Thanks to my third grade teacher, I knew peanuts – well, the part I knew as a peanut – grew underground like a potato. As a resident of rural south Georgia, I’m sure I’ve seen the plant growing in the field but not until a few weeks ago could I identify a peanut plant – or tell you how it is grown. Thanks to an experience through Leadership Wayne (Georgia), I can tell you all about how peanuts and cotton are grown, are harvested and where the majority of the area’s crop go. (China is one location I was surprised to learn!)
Peanuts – lots and lots of peanuts! Most of the peanuts we saw were destined to be churned into peanut butter or wind up in a candy bar. They called these smaller peanuts Confectionary peanuts. There’s another kind grown in Virginia that are commonly made into boiled peanuts. When we visited the cotton and peanut gin, there were MOUNTAINS of peanuts and according to Mr. Fountain, the area peanut harvest will fill two huge warehouse buildings before being sent to commerce. The warehouse we visited, and I have posted pictures of above, was only a fourth full. I can honestly say that’s an overwhelming quantity of peanuts!
We also learned about the process of cotton from field to gin. We visited two locations where our local UGA Extension Office is growing field trials to determine which kind of cotton will grow best in our specific growing region. This was also the first time I’ve ever held freshly “exploded” boules of cotton. That song about drop down, turn around and pick a bale of cotton, kept running around in my head. I also had no idea that cotton is a perennial, they have to spray it with defoilage spray so they can harvest it and it can grow as tall as a man if it’s not trimmed back. It’s a beautiful plant that reminds me of the Confederate Roses that grow around old Southern homes – mine included. I haven’t looked into it but I’m pretty sure they are from the same species.

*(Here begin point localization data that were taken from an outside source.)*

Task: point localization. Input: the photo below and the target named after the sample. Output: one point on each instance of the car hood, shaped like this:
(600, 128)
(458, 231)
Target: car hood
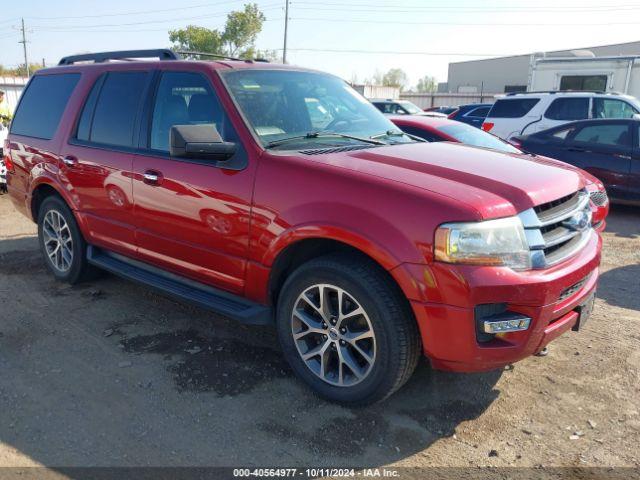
(495, 184)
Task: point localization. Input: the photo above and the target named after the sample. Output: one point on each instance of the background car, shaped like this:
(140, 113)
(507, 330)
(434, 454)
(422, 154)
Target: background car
(445, 130)
(608, 149)
(529, 112)
(473, 113)
(446, 110)
(403, 107)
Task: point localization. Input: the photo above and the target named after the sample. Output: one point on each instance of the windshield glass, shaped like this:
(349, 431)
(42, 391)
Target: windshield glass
(280, 104)
(473, 136)
(411, 107)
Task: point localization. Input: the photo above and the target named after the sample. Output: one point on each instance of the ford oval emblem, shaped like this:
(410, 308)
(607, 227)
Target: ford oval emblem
(579, 221)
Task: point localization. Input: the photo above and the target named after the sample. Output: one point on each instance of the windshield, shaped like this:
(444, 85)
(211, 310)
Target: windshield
(411, 107)
(281, 104)
(473, 136)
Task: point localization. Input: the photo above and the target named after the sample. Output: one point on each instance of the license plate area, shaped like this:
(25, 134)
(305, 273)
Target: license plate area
(584, 312)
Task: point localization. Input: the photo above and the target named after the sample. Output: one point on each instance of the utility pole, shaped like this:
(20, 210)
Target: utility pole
(286, 27)
(24, 47)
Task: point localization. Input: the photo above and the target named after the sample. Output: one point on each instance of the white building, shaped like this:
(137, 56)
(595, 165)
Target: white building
(12, 87)
(509, 74)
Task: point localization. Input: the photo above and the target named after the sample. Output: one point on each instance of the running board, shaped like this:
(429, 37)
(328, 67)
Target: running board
(224, 303)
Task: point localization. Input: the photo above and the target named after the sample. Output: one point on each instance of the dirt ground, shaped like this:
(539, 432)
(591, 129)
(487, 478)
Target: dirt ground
(112, 374)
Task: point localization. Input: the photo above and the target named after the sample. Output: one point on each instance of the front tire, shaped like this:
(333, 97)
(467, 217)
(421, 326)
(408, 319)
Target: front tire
(346, 329)
(61, 242)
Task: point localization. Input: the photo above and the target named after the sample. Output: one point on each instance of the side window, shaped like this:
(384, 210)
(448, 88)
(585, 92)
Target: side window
(612, 134)
(43, 104)
(611, 108)
(117, 96)
(513, 108)
(568, 109)
(560, 134)
(184, 98)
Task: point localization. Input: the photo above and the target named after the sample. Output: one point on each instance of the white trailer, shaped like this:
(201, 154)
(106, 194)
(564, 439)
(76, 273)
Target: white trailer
(609, 74)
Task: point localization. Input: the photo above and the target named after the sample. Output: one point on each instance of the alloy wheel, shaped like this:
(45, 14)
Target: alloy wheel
(333, 335)
(58, 242)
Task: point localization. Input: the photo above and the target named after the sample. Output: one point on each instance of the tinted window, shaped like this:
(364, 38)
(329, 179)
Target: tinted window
(430, 137)
(616, 134)
(513, 108)
(474, 136)
(42, 105)
(584, 82)
(273, 103)
(115, 113)
(184, 99)
(612, 108)
(84, 125)
(568, 109)
(479, 112)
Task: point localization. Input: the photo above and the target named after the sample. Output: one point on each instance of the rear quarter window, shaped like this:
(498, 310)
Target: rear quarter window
(42, 105)
(568, 109)
(513, 107)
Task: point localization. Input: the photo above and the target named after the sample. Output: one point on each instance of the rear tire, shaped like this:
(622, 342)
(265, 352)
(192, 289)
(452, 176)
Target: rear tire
(360, 353)
(61, 242)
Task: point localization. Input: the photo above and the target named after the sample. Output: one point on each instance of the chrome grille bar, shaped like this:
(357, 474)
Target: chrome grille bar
(557, 230)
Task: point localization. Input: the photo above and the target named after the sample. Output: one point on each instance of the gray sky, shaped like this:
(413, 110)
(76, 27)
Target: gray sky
(345, 37)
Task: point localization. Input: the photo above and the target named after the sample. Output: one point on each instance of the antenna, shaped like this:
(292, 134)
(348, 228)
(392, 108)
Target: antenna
(24, 47)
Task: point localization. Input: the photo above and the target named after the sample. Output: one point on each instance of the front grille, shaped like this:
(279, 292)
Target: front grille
(558, 229)
(599, 198)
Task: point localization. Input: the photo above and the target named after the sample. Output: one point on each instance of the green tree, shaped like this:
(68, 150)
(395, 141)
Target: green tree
(242, 29)
(237, 39)
(427, 84)
(197, 39)
(396, 77)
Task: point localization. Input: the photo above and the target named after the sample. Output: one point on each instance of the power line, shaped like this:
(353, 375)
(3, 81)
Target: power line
(24, 47)
(462, 24)
(138, 12)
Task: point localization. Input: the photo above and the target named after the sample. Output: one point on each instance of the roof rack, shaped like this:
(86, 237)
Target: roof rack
(160, 54)
(552, 92)
(222, 57)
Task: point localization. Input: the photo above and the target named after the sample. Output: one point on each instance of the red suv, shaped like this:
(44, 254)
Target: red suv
(278, 195)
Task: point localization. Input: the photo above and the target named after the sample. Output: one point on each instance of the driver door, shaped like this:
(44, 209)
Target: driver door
(192, 216)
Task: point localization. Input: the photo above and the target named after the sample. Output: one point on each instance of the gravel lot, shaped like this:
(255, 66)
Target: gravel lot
(112, 374)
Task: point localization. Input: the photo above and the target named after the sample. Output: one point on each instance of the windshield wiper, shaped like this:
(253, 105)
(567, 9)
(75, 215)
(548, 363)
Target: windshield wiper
(321, 134)
(397, 133)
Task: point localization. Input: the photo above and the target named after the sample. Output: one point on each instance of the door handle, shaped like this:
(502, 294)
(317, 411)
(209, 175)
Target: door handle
(70, 161)
(151, 177)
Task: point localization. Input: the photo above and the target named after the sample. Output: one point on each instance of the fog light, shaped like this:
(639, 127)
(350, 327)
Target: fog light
(507, 325)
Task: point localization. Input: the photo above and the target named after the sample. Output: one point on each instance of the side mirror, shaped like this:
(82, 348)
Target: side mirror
(200, 142)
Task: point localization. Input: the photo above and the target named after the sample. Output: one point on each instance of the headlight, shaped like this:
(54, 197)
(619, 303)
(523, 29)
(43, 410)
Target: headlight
(499, 242)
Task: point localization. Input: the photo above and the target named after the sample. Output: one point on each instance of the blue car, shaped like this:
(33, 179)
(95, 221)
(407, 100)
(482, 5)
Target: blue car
(472, 114)
(608, 149)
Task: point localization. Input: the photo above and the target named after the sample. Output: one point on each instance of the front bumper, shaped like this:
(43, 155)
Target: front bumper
(447, 323)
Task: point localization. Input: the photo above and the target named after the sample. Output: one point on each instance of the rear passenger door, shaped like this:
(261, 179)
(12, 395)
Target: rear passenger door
(603, 149)
(194, 218)
(97, 159)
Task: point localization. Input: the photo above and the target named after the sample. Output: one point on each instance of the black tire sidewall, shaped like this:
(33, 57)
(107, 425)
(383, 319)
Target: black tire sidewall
(78, 263)
(380, 379)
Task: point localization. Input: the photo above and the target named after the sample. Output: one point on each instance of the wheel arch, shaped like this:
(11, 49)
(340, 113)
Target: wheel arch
(305, 248)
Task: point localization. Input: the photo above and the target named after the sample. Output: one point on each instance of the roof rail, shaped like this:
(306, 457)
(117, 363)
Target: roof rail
(217, 55)
(160, 54)
(551, 92)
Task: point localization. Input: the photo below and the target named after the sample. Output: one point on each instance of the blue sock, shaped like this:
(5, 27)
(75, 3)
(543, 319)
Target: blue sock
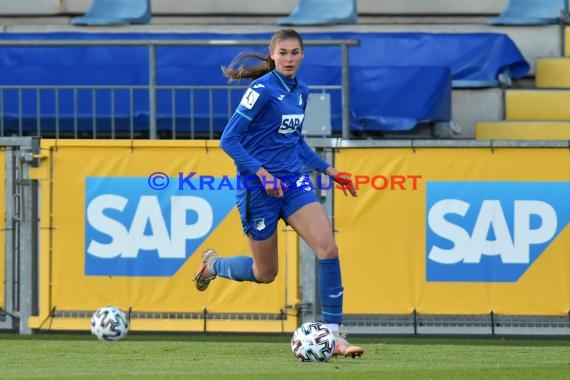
(237, 268)
(331, 290)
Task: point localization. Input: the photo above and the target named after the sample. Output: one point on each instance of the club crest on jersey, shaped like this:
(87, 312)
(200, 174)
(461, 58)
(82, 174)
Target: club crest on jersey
(249, 98)
(290, 123)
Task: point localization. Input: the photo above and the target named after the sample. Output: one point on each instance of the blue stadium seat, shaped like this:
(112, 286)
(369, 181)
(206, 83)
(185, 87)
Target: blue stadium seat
(531, 12)
(116, 12)
(321, 12)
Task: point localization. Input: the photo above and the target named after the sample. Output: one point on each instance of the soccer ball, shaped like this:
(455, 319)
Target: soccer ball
(313, 342)
(109, 323)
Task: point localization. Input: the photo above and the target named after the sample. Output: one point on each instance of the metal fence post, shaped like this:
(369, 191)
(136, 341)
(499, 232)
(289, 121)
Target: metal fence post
(152, 91)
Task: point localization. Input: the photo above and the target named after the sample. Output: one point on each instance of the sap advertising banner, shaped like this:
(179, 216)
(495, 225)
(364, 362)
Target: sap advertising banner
(491, 231)
(455, 231)
(124, 223)
(132, 229)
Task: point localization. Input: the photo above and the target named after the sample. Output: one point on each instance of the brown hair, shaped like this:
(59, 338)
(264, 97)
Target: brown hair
(238, 70)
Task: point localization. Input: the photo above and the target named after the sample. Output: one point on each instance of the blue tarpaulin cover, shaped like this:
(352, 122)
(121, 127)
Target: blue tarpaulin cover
(397, 79)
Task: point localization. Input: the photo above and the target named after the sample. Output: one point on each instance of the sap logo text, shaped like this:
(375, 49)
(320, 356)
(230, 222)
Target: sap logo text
(290, 123)
(491, 231)
(132, 230)
(491, 218)
(128, 240)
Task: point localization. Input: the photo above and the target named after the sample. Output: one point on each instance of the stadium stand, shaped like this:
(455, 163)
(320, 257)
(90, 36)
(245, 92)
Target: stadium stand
(531, 12)
(322, 12)
(539, 113)
(116, 12)
(470, 102)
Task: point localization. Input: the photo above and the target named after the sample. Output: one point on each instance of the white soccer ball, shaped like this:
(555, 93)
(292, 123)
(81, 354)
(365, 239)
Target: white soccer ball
(109, 323)
(313, 342)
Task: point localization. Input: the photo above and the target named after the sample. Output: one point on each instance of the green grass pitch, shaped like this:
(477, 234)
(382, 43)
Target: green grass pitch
(247, 357)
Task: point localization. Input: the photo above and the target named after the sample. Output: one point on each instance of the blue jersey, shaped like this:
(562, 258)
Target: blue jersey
(266, 129)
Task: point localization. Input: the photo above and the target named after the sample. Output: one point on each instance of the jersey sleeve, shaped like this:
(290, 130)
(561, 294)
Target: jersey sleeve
(251, 104)
(253, 101)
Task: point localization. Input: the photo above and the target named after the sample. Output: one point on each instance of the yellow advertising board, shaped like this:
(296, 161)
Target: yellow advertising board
(124, 223)
(455, 231)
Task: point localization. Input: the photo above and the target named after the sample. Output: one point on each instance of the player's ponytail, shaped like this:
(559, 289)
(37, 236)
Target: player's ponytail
(239, 68)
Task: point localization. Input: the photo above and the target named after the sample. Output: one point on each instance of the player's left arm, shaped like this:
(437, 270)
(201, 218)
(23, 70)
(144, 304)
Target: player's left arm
(313, 161)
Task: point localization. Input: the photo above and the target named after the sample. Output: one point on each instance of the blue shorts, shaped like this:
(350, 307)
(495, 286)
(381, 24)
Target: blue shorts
(261, 212)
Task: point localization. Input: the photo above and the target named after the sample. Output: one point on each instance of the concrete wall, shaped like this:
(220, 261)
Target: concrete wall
(261, 7)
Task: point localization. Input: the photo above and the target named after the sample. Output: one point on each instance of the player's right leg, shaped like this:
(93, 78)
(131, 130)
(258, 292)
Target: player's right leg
(259, 213)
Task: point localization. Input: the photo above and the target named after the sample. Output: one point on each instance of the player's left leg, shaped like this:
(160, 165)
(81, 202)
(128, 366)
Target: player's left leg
(313, 225)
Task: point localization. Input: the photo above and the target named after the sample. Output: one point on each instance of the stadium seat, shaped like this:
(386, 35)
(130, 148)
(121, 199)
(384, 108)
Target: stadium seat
(322, 12)
(116, 12)
(531, 12)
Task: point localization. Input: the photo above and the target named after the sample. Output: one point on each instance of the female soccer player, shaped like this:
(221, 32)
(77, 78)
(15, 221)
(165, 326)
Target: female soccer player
(264, 139)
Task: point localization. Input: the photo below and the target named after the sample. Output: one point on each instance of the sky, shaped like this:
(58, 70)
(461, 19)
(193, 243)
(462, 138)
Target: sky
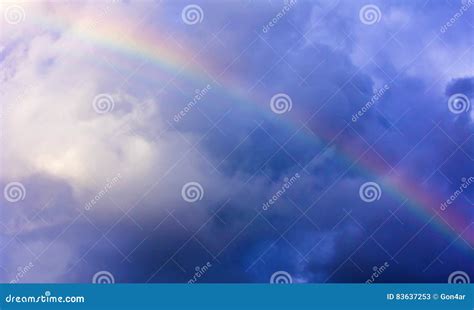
(237, 142)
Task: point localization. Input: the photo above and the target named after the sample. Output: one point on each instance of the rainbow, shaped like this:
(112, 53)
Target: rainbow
(113, 34)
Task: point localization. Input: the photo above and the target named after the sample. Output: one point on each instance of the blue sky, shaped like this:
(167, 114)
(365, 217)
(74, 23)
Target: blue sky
(266, 93)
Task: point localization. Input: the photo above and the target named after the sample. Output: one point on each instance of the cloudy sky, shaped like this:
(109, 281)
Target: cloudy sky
(237, 141)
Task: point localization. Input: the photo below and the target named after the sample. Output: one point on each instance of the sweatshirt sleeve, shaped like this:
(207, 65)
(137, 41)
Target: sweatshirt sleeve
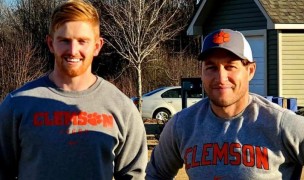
(165, 160)
(131, 161)
(8, 141)
(293, 136)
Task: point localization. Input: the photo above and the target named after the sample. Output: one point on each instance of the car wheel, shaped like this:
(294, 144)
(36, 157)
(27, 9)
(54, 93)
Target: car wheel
(162, 114)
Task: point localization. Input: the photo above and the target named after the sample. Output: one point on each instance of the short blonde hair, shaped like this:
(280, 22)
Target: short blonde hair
(74, 10)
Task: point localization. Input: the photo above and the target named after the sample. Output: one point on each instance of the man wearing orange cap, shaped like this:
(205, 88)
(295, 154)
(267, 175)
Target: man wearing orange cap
(231, 134)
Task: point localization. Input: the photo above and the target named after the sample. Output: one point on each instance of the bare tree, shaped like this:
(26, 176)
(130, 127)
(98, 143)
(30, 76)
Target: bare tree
(136, 28)
(18, 65)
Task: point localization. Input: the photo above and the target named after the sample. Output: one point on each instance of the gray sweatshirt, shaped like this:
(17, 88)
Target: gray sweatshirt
(47, 133)
(264, 142)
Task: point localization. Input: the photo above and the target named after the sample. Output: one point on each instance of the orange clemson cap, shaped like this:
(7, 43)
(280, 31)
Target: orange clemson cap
(233, 41)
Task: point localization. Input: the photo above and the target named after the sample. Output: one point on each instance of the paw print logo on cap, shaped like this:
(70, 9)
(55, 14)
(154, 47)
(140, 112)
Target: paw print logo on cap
(221, 37)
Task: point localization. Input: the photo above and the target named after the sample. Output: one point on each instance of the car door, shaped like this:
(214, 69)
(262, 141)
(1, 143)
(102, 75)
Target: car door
(173, 98)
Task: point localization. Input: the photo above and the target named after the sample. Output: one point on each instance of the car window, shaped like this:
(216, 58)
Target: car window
(153, 92)
(195, 93)
(172, 93)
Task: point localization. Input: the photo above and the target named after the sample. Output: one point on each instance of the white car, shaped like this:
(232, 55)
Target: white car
(163, 103)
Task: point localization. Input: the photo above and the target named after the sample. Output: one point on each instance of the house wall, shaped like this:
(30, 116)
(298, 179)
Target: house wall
(292, 66)
(272, 62)
(239, 15)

I want to thank Mr. Burch and his family of FMR Burch Farms in Screven, Ga., Mr. Kent Fountain and the Southeastern Gin and Peanut in Surrency, Ga., and Mr. Jonny Harris of Greenview Farms for allowing our Leadership class to visit their businesses and to take photos of their locations. I also want to thank Mr. Joe B. Harris of Screven and the Wayne County Farm Bureau for hosting our group for lunch.
I will never pass another field of cotton or peanuts without thinking of this educational and fascinating day.